The following objects are all subclasses of retrie.retrie.Retrie, which handles filling the Trie and compiling the corresponding regex pattern.

Blacklist

The Blacklist object can be used to filter out bad occurences in a text or a sequence of strings:

from retrie.retrie import Blacklist

# check out docstrings and methods
help(Blacklist)

blacklist = Blacklist(["abc", "foo", "abs"], match_substrings=False)
blacklist.compiled
# re.compile(r'(?<=\b)(?:ab[cs]|foo)(?=\b)', re.IGNORECASE|re.UNICODE)
assert not blacklist.is_blacklisted("a foobar")
assert tuple(blacklist.filter(("good", "abc", "foobar"))) == ("good", "foobar")
assert blacklist.cleanse_text(("good abc foobar")) == "good  foobar"

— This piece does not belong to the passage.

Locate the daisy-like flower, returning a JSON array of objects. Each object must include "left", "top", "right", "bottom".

blacklist = Blacklist(["abc", "foo", "abs"], match_substrings=True)
blacklist.compiled
# re.compile(r'(?:ab[cs]|foo)', re.IGNORECASE|re.UNICODE)
assert blacklist.is_blacklisted("a foobar")
assert tuple(blacklist.filter(("good", "abc", "foobar"))) == ("good",)
assert blacklist.cleanse_text(("good abc foobar")) == "good  bar"

Whitelist

Similar methods are available for the Whitelist object:

from retrie.retrie import Whitelist

# check out docstrings and methods
help(Whitelist)

whitelist = Whitelist(["abc", "foo", "abs"], match_substrings=False)
whitelist.compiled
# re.compile(r'(?<=\b)(?:ab[cs]|foo)(?=\b)', re.IGNORECASE|re.UNICODE)
assert not whitelist.is_whitelisted("a foobar")
assert tuple(whitelist.filter(("bad", "abc", "foobar"))) == ("abc",)
assert whitelist.cleanse_text(("bad abc foobar")) == "abc"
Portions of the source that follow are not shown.